Es gibt viele Feinstaub-Verursacher. Beim Auto mit Verbrennermotor spielen Abgase und Rußpartikel eine große Rolle. Bei Auto mit Wasserstoff- oder Elektromotoren entfallen zwar die giftigen Rauchschwaden, aber sie produzieren dennoch Feinstaub durch den Reifenabrieb. Foto: red13fotostudio/stock.adobe.com
Flächendeckend hohe Feinstaub-Belastung in Deutschland – Grenzwerte höher als WHO-Empfehlung
Die Deutsche Umwelthilfe (DUH) schlägt Alarm wegen gesundheitsschädlicher Belastung der Atemluft überall in Deutschland. Neuen Daten des Umweltbundesamts (UBA) zufolge lag die Luftschadstoffbelastung im Jahr 2023 flächendeckend deutlich oberhalb der Grenzwertempfehlungen der Weltgesundheitsorganisation (WHO): An 99 Prozent aller Messstationen wird die WHO-Empfehlung von 5 µg/m3 für Feinstaub überschritten.

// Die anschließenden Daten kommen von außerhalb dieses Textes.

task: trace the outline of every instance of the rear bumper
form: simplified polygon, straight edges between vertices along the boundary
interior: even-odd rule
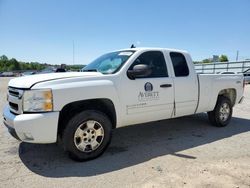
[[[8,106],[3,111],[4,125],[10,134],[30,143],[55,143],[58,118],[59,112],[14,115]]]

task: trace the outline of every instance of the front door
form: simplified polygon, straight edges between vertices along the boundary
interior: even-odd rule
[[[124,125],[167,119],[173,113],[173,79],[168,76],[163,53],[144,52],[129,70],[139,64],[149,66],[151,73],[134,80],[125,76],[119,84]]]

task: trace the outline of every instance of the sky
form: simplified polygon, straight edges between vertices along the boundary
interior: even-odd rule
[[[131,44],[249,59],[250,0],[0,0],[0,55],[88,64]]]

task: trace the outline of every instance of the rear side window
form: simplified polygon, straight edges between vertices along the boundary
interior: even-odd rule
[[[135,65],[139,64],[148,65],[152,70],[151,75],[143,78],[168,77],[165,58],[163,53],[160,51],[149,51],[142,53],[131,65],[129,70],[132,70]]]
[[[187,61],[183,54],[178,53],[178,52],[170,52],[170,58],[173,63],[174,73],[176,77],[189,75]]]

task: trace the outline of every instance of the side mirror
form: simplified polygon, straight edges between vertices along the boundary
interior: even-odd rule
[[[133,70],[128,70],[127,75],[129,79],[134,80],[136,78],[147,77],[151,74],[152,70],[148,65],[139,64],[133,67]]]

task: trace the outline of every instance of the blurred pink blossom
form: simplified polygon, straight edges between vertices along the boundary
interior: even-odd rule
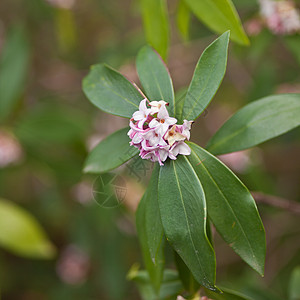
[[[75,5],[76,0],[46,0],[49,4],[63,8],[63,9],[71,9]]]
[[[18,163],[23,151],[18,140],[10,133],[0,130],[0,168]]]

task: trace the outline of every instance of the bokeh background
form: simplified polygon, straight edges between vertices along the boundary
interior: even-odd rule
[[[202,146],[248,102],[300,93],[299,35],[276,35],[255,23],[256,1],[234,3],[251,45],[231,43],[223,84],[193,127],[192,140]],[[168,1],[168,67],[180,97],[216,35],[193,17],[189,41],[183,41],[176,7],[177,1]],[[90,65],[106,62],[139,84],[134,59],[145,43],[137,0],[0,1],[0,101],[13,99],[9,109],[0,105],[0,197],[30,213],[56,249],[48,259],[24,257],[1,248],[0,239],[1,299],[140,299],[126,275],[134,263],[142,265],[134,211],[152,166],[132,168],[129,162],[116,171],[125,189],[119,205],[95,201],[95,182],[97,191],[102,187],[97,176],[82,173],[84,160],[127,120],[92,106],[81,80]],[[299,202],[299,135],[296,129],[222,159],[251,191]],[[256,300],[287,299],[300,263],[299,215],[257,200],[267,233],[265,277],[215,233],[217,281]]]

Beim Dieselabgasgift Stickstoffdioxid sind laut WHO bereits Konzentrationen von 10 µg/m3 gesundheitsschädlich – dieser Wert wird an knapp drei Vierteln aller Messstationen in Deutschland überschritten. Traurige Spitzenreiter sind München und Essen: Hier wird selbst der seit 14 Jahren geltende Grenzwert von 40 µg/m3 weiterhin überschritten.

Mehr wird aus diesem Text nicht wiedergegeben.